501(c)(9): Voluntary employee beneficiary associations

Section 501(c)(9) delivers an exemption for voluntary employee beneficiary associations, that are also referred to as VEBAs. This sort of association delivers for the payment of life, wellness, accident, or other positive aspects for the members on the association or their dependents or designated beneficiaries. A VEBA has to be organized for an association of personnel, frequently employed by a popular employer or affiliated employers. Within a typical VEBA arrangement, an employer will establish a VEBA as a trust for the goal of funding wellness positive aspects or even a self-insured wellness program. The employee members will need to possess a commonality of interest and membership has to be voluntary.

 
Voluntary employee beneficiary associations

501(c)(10): Fraternal societies
Section 501(c)(ten) delivers the exemption for domestic fraternal societies. Fraternal beneficiary societies are addressed in Section 501(c)(eight) as fraternal organizations that deliver for the payment of specific positive aspects for the organization’s members or dependents.

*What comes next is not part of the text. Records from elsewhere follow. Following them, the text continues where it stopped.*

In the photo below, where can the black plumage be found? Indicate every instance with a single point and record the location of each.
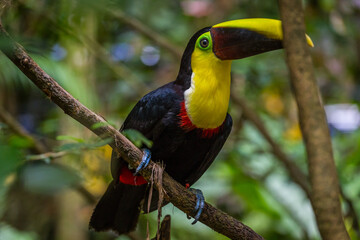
(186, 154)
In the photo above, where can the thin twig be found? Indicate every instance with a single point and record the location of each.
(325, 195)
(176, 193)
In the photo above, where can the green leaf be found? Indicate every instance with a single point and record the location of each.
(64, 137)
(46, 178)
(137, 138)
(10, 159)
(99, 124)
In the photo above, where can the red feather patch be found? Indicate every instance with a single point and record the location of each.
(127, 177)
(187, 125)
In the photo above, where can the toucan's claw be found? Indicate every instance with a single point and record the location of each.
(200, 203)
(144, 161)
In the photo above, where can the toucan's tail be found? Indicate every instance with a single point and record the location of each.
(118, 209)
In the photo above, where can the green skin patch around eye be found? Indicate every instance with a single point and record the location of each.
(204, 36)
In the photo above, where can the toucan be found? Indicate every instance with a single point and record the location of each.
(186, 119)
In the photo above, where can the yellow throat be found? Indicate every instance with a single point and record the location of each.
(207, 99)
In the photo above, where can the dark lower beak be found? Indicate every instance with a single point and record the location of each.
(235, 43)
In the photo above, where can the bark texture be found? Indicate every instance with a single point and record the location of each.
(325, 195)
(174, 192)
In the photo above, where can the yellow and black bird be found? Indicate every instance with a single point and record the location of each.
(186, 119)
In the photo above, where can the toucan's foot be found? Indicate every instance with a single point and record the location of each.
(200, 203)
(144, 161)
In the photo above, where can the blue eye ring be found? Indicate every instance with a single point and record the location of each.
(204, 43)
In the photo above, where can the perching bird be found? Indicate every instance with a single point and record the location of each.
(186, 119)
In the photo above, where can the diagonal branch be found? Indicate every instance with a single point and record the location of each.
(323, 177)
(176, 193)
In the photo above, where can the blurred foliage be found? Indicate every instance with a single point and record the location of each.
(108, 66)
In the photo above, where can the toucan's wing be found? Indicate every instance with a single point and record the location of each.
(213, 151)
(146, 117)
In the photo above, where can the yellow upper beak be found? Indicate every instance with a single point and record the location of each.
(270, 28)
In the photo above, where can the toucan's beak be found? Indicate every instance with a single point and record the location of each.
(247, 37)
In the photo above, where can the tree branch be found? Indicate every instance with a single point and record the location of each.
(174, 192)
(322, 170)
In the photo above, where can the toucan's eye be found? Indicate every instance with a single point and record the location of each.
(204, 43)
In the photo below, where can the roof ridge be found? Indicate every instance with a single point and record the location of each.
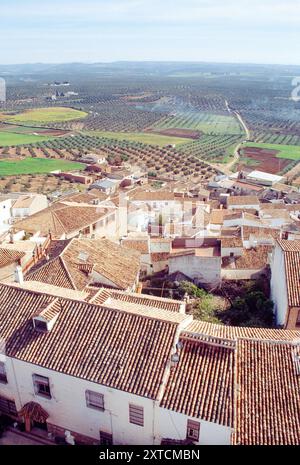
(67, 272)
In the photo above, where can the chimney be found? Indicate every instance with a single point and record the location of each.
(11, 237)
(19, 275)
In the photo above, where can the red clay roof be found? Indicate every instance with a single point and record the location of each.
(115, 348)
(267, 398)
(201, 385)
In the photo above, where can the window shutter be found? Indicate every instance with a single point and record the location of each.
(136, 415)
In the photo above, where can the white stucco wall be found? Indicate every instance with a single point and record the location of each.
(67, 407)
(278, 286)
(205, 270)
(226, 251)
(173, 425)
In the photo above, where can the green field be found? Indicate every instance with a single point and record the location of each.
(209, 123)
(291, 152)
(143, 137)
(13, 138)
(44, 115)
(36, 165)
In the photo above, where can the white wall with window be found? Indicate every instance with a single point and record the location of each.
(80, 406)
(174, 425)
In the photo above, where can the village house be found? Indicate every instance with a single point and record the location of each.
(285, 288)
(243, 201)
(107, 186)
(129, 377)
(252, 263)
(77, 177)
(198, 259)
(78, 263)
(16, 258)
(27, 205)
(65, 220)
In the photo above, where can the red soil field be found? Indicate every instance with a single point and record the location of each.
(265, 158)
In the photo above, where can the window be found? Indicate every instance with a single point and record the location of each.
(94, 400)
(41, 386)
(3, 377)
(40, 325)
(105, 438)
(136, 415)
(193, 430)
(8, 407)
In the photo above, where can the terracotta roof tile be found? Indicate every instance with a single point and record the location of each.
(201, 385)
(243, 200)
(116, 263)
(110, 296)
(8, 256)
(61, 219)
(114, 348)
(267, 398)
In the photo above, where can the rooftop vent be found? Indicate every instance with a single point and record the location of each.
(296, 356)
(45, 319)
(83, 256)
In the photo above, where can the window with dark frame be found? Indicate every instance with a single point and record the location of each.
(105, 438)
(41, 386)
(136, 415)
(3, 377)
(94, 400)
(40, 325)
(8, 407)
(193, 430)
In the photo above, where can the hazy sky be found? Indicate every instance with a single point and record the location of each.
(254, 31)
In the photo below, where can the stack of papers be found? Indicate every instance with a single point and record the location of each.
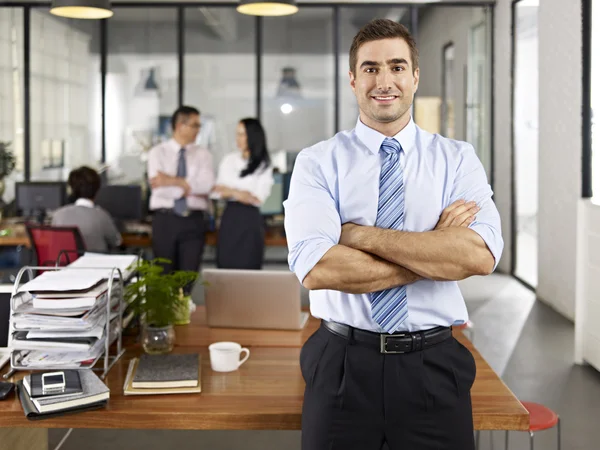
(59, 318)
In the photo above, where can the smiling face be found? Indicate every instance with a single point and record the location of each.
(384, 83)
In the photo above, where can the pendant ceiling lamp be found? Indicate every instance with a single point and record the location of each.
(82, 9)
(267, 7)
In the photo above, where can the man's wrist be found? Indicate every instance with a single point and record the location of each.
(360, 238)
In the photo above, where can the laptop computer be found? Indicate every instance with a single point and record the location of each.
(263, 299)
(5, 295)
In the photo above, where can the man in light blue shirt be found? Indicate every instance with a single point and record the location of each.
(381, 222)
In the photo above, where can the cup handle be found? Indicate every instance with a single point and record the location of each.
(245, 357)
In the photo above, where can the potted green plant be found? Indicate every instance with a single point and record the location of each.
(7, 165)
(157, 297)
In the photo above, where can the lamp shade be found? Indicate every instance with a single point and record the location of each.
(82, 9)
(267, 7)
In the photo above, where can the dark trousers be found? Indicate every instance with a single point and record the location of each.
(358, 398)
(179, 239)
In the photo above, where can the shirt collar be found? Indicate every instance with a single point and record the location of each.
(84, 202)
(174, 146)
(373, 138)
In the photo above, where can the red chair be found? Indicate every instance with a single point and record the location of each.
(55, 245)
(540, 418)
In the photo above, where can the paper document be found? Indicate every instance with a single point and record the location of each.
(64, 280)
(100, 260)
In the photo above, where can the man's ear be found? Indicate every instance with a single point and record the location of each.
(416, 74)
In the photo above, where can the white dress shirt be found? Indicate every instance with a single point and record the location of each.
(258, 183)
(337, 181)
(200, 175)
(96, 226)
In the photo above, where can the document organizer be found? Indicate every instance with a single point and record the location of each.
(113, 329)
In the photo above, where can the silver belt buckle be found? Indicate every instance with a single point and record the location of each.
(383, 343)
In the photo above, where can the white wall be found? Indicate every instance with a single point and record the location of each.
(502, 118)
(61, 63)
(559, 144)
(587, 333)
(11, 81)
(457, 24)
(560, 147)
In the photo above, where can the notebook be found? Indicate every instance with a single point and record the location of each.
(166, 371)
(94, 392)
(72, 384)
(128, 389)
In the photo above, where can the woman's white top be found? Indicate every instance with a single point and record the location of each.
(258, 183)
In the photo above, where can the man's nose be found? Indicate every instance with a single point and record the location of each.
(384, 80)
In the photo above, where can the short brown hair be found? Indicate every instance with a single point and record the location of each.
(378, 29)
(84, 182)
(182, 114)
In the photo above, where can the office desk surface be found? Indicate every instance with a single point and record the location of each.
(264, 394)
(18, 236)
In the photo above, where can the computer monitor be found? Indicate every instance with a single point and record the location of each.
(35, 198)
(122, 201)
(273, 205)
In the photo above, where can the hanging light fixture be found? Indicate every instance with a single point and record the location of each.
(267, 7)
(82, 9)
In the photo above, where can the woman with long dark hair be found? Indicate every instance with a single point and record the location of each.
(245, 180)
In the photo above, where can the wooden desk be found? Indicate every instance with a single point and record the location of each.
(265, 394)
(18, 236)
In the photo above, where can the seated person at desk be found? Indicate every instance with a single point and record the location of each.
(96, 226)
(245, 179)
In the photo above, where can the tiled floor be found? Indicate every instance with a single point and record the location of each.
(529, 344)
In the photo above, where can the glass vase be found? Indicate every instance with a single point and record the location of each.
(158, 340)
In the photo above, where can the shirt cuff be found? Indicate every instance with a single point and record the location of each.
(492, 240)
(306, 254)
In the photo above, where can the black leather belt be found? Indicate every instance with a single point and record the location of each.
(189, 213)
(391, 343)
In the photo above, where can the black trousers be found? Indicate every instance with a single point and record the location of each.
(241, 241)
(179, 239)
(358, 398)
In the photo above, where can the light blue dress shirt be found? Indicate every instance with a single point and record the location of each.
(337, 181)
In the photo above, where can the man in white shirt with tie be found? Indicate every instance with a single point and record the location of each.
(181, 176)
(381, 222)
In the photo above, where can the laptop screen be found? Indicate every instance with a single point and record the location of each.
(4, 318)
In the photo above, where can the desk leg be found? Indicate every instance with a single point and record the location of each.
(23, 439)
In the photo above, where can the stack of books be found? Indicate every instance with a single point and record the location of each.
(163, 374)
(52, 394)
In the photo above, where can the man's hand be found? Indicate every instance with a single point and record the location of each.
(223, 190)
(350, 235)
(163, 180)
(458, 214)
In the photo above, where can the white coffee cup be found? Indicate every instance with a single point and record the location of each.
(225, 356)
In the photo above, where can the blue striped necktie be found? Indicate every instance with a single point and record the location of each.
(389, 307)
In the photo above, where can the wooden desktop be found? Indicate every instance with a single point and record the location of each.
(266, 393)
(14, 234)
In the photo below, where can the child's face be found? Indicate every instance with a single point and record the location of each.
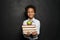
(30, 13)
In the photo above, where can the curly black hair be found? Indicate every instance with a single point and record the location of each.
(26, 9)
(30, 6)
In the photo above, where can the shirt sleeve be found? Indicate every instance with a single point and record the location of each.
(38, 27)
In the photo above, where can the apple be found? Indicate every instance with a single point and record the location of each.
(29, 23)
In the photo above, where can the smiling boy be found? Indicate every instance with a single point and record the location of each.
(30, 10)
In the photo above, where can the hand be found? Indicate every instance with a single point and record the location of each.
(34, 33)
(28, 34)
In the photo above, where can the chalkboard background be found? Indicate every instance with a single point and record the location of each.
(13, 17)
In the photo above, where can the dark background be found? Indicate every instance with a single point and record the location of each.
(13, 17)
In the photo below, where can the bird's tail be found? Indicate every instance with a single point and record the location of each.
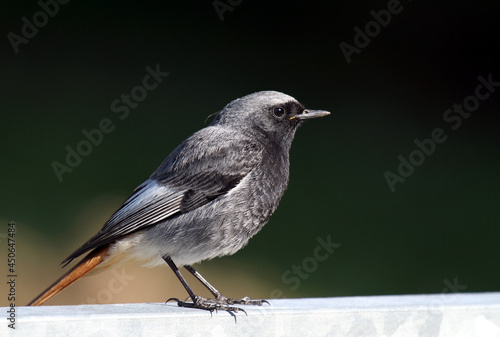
(81, 269)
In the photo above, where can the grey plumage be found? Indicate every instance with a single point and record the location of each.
(215, 191)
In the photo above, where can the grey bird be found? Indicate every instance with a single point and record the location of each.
(214, 192)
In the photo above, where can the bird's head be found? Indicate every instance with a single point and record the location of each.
(269, 113)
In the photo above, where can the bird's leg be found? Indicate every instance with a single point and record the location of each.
(219, 298)
(198, 302)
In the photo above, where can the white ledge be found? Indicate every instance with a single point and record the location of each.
(408, 315)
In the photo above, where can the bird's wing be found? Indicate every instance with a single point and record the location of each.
(201, 169)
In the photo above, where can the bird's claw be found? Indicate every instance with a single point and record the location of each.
(207, 304)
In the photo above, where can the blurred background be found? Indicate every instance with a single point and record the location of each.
(436, 230)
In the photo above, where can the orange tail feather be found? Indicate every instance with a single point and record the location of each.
(81, 269)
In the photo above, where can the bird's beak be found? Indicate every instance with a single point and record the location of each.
(308, 114)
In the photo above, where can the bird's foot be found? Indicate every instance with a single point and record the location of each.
(242, 301)
(208, 304)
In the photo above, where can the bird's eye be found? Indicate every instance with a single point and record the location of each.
(279, 112)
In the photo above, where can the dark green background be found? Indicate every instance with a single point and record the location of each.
(442, 223)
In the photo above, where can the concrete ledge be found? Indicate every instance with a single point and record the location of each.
(409, 315)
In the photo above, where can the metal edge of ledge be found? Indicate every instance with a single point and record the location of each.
(465, 314)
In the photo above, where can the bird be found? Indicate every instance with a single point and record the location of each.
(214, 192)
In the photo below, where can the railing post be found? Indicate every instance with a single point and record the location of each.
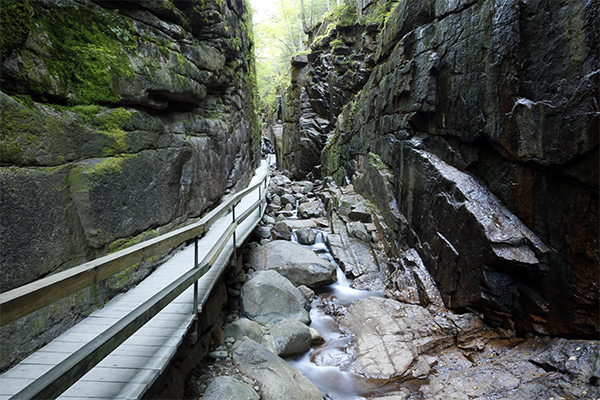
(234, 239)
(195, 310)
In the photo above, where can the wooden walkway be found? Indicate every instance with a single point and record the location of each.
(130, 370)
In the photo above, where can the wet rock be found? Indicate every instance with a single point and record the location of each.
(281, 231)
(262, 232)
(391, 335)
(276, 201)
(291, 337)
(297, 263)
(306, 236)
(288, 199)
(311, 209)
(300, 223)
(243, 327)
(354, 256)
(359, 212)
(308, 293)
(278, 380)
(269, 298)
(226, 387)
(358, 230)
(402, 394)
(412, 283)
(534, 368)
(315, 337)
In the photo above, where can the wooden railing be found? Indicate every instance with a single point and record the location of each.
(28, 298)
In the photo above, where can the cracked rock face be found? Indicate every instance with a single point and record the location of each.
(482, 119)
(120, 121)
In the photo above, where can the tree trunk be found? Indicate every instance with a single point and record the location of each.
(305, 28)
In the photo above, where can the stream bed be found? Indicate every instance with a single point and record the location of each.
(328, 366)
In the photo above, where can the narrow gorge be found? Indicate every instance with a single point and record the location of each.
(431, 228)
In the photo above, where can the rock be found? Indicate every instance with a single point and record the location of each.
(243, 327)
(228, 388)
(218, 354)
(131, 140)
(358, 230)
(307, 292)
(306, 236)
(311, 209)
(278, 380)
(402, 394)
(354, 256)
(269, 298)
(300, 223)
(263, 232)
(390, 336)
(281, 231)
(443, 154)
(360, 213)
(288, 199)
(420, 369)
(412, 283)
(291, 337)
(315, 337)
(276, 201)
(268, 220)
(297, 263)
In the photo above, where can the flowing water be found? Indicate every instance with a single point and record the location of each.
(328, 365)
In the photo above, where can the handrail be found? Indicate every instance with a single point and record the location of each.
(18, 302)
(63, 375)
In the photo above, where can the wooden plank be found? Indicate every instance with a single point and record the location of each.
(21, 301)
(11, 386)
(119, 375)
(91, 353)
(101, 390)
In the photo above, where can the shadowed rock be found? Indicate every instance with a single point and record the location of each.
(278, 379)
(297, 263)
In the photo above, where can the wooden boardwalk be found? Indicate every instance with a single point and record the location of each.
(130, 370)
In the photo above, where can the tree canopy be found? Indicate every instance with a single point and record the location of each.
(280, 28)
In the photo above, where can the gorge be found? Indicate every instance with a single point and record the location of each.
(448, 148)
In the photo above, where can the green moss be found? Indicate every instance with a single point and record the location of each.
(15, 24)
(16, 133)
(85, 52)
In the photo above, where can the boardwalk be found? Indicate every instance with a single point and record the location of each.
(129, 371)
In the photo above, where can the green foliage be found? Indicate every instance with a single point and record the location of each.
(381, 13)
(15, 23)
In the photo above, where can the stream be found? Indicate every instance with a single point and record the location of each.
(328, 365)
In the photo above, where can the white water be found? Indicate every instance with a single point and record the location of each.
(327, 365)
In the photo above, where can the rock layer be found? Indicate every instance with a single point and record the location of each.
(479, 119)
(120, 121)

A domestic fraternal society, on the other hand, is often a fraternal organization that operates beneath a lodge process that devotes its net earnings exclusively to religious, charitable, scientific, literary, educational, and fraternal purposes. In other words, it does not deliver positive aspects to its members. Having said that, it may perhaps procure insurance coverage from many providers to supply optional positive aspects to its members. In an effort to qualify as a fraternal organization, there has to be a popular objective, profession, or other hyperlink amongst the members. A well known instance of a 501(c)(ten) organization is definitely the Ancient Order on the Nobles on the Mystic Shrine, which can be the fundraising arm for the Shriners Hospital for Young children.